I heard my ex husband moved to Florida and my stomach is in knots. How could he leave our son without so much as a goodbye? Does he not understand the damage that abandonment does to a person? He actually left him alone two years ago; he told him to call him when he wanted to see him. No calls on his birthday and only sees him for ten minutes at Christmas. He is a narcissist and deep down the narcissist is terrified of being abandoned so he abandons everyone and everything before they can abandon him. Well, the best defense is a good offense, or so I've been told.

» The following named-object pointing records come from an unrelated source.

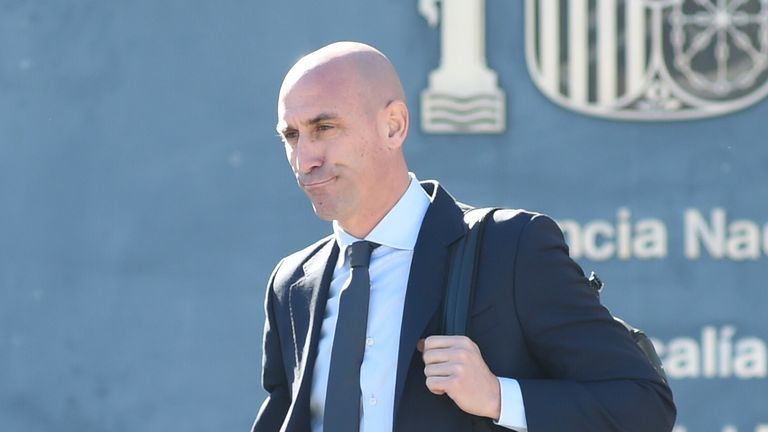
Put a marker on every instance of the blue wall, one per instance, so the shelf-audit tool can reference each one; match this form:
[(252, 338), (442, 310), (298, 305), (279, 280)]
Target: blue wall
[(144, 199)]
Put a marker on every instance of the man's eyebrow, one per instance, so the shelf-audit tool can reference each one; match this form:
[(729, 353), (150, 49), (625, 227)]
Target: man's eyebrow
[(282, 127), (322, 117)]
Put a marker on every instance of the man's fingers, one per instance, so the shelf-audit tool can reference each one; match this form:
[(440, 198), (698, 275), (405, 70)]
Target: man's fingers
[(443, 369), (437, 385), (434, 342)]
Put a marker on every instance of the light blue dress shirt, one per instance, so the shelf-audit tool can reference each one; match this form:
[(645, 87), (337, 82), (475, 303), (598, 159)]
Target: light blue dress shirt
[(389, 269)]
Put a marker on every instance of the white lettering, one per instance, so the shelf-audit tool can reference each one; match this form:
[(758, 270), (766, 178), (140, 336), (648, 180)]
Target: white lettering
[(697, 230), (604, 249), (601, 240), (718, 354), (709, 356), (572, 232), (650, 239), (743, 240), (624, 234), (682, 360), (750, 359)]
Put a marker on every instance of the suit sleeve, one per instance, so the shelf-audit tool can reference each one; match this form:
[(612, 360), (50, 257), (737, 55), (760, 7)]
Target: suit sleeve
[(275, 406), (597, 379)]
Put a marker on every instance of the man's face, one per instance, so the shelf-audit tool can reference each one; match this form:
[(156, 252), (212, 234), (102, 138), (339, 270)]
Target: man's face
[(332, 141)]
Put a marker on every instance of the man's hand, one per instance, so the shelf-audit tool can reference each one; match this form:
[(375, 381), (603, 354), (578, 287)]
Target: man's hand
[(454, 366)]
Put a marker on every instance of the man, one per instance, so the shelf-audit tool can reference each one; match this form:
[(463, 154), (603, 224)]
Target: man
[(542, 353)]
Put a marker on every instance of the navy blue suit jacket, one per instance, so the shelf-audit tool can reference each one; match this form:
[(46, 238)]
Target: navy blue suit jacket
[(534, 318)]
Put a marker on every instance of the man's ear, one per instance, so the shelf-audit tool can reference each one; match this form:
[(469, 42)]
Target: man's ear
[(397, 122)]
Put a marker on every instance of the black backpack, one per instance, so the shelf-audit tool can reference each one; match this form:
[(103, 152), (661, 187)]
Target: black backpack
[(465, 255)]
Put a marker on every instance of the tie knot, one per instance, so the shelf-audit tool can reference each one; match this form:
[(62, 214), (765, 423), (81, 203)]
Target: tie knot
[(360, 253)]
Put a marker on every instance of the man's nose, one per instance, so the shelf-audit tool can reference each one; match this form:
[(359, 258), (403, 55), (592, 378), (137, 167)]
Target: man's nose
[(308, 155)]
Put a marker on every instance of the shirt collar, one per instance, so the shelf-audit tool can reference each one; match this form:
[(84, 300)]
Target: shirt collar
[(400, 227)]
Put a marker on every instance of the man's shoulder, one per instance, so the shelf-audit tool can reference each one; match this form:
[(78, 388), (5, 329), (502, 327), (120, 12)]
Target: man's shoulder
[(291, 267), (299, 257)]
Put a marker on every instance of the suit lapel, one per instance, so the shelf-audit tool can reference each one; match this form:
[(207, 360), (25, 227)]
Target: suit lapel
[(307, 302), (443, 224)]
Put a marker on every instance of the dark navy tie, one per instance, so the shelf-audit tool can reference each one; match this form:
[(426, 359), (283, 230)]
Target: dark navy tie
[(342, 400)]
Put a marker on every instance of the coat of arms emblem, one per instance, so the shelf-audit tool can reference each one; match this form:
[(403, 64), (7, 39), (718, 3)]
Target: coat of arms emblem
[(622, 59), (649, 59)]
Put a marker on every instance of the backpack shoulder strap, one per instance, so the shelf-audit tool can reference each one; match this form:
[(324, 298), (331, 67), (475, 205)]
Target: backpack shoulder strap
[(465, 254)]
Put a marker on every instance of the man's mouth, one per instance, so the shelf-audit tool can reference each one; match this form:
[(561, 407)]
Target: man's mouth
[(316, 184)]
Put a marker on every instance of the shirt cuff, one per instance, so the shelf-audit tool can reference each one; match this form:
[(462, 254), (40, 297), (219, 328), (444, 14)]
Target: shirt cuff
[(512, 415)]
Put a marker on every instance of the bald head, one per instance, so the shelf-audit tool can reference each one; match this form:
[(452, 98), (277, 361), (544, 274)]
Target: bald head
[(360, 68), (343, 119)]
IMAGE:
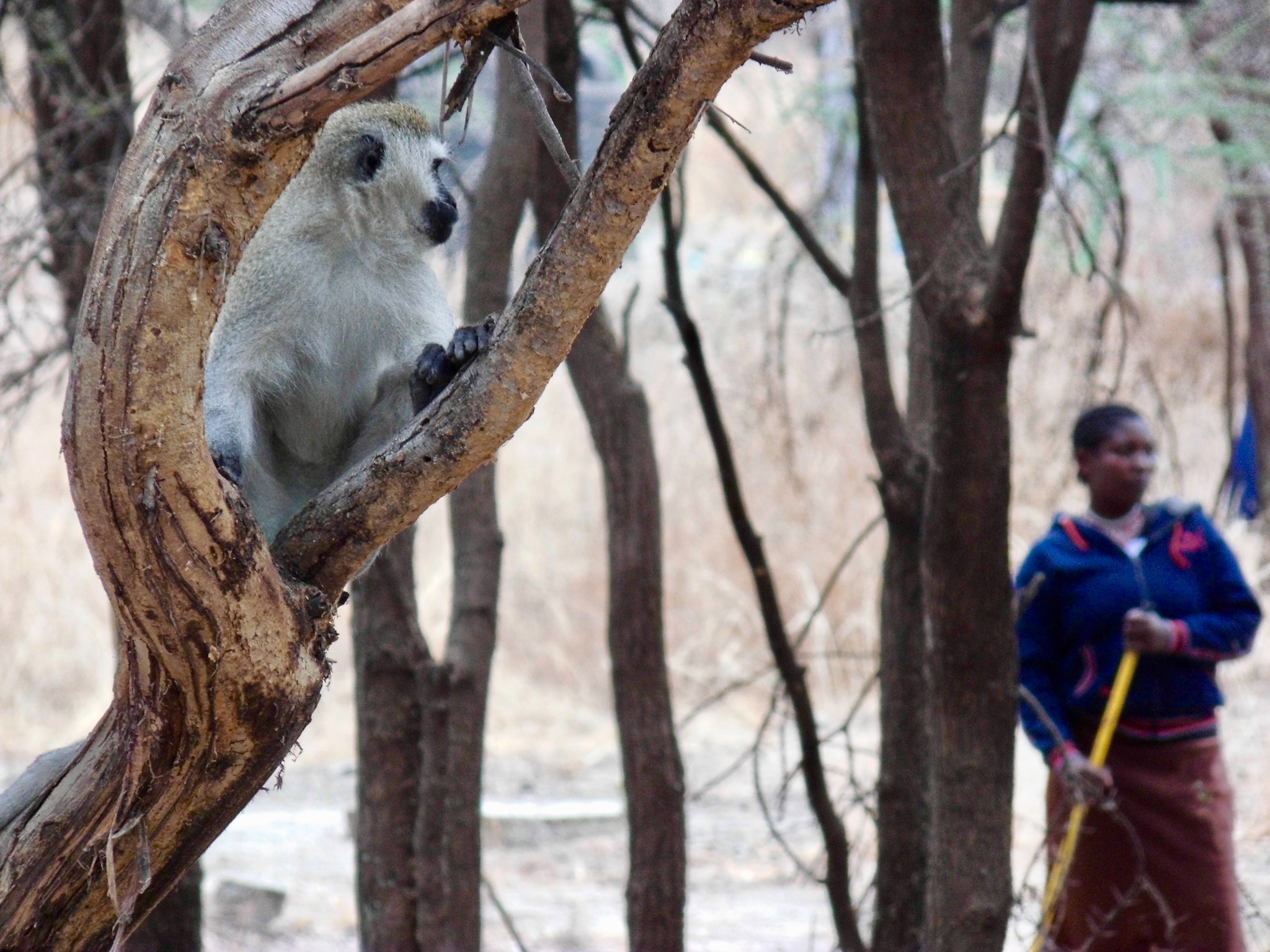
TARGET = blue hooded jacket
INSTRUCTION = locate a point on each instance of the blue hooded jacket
(1071, 624)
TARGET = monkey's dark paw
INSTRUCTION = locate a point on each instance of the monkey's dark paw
(432, 372)
(229, 465)
(469, 342)
(433, 366)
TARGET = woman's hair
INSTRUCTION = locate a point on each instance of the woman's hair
(1095, 426)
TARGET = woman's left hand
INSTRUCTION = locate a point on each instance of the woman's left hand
(1147, 632)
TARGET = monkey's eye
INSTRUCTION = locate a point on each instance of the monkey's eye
(370, 157)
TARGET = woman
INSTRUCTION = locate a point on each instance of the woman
(1156, 867)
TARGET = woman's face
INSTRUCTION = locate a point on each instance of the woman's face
(1119, 471)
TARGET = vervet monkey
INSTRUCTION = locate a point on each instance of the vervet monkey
(334, 329)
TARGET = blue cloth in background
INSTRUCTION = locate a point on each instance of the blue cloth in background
(1242, 484)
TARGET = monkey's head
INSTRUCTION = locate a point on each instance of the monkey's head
(381, 163)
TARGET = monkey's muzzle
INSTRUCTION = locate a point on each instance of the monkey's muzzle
(438, 219)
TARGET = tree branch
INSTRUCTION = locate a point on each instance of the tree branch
(793, 674)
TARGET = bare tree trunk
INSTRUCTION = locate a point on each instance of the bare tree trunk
(469, 653)
(391, 662)
(498, 207)
(904, 782)
(82, 100)
(618, 415)
(970, 299)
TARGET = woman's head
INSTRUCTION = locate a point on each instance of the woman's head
(1116, 454)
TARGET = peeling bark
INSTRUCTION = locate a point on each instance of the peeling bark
(224, 655)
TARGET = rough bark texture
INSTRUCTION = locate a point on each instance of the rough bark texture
(647, 133)
(177, 923)
(1232, 41)
(390, 660)
(223, 656)
(837, 847)
(619, 419)
(970, 299)
(904, 798)
(82, 104)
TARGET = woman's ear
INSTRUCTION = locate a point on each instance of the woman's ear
(1082, 460)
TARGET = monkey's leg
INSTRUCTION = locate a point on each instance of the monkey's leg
(436, 367)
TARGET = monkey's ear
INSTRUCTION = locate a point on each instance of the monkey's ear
(370, 157)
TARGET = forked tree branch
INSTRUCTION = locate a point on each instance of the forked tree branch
(648, 128)
(223, 655)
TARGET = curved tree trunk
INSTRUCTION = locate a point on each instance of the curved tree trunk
(224, 641)
(82, 104)
(618, 415)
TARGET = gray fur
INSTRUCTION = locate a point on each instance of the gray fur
(310, 364)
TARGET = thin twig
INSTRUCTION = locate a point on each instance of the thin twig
(559, 92)
(774, 61)
(538, 107)
(504, 914)
(833, 576)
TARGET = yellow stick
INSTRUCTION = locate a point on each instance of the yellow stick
(1098, 757)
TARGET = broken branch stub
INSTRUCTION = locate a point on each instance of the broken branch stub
(223, 655)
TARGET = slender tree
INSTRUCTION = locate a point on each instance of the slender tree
(925, 126)
(82, 106)
(618, 415)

I have been dreaming about my ex husband this week. I dreamed he and the new wife had a baby. What a nightmare! I keep thinking that I see him around town and it is very unsettling. Why I am torturing myself with this nonsense? I swear I have let him go, but sometimes he creeps into my subconscious and I can't shake him.
Maybe I am thinking of our son and how I have had to assure him that I not going anywhere and that I am always here for him. Or how sometimes he eats and eats to try and fill this invisible void inside himself. I think of quitting smoking and losing weight with such urgency now. I have to live to be at least 110 so I know that our son is going to be taken care of.
I am typing all these words but none of the words seem to convey how heavy all this seems to me some days. I am only venting here because most of the time all this is some of the madness that swirls around in my brain. There is no one to tell how I feel about it all so I hold it all in and get on with the business of living.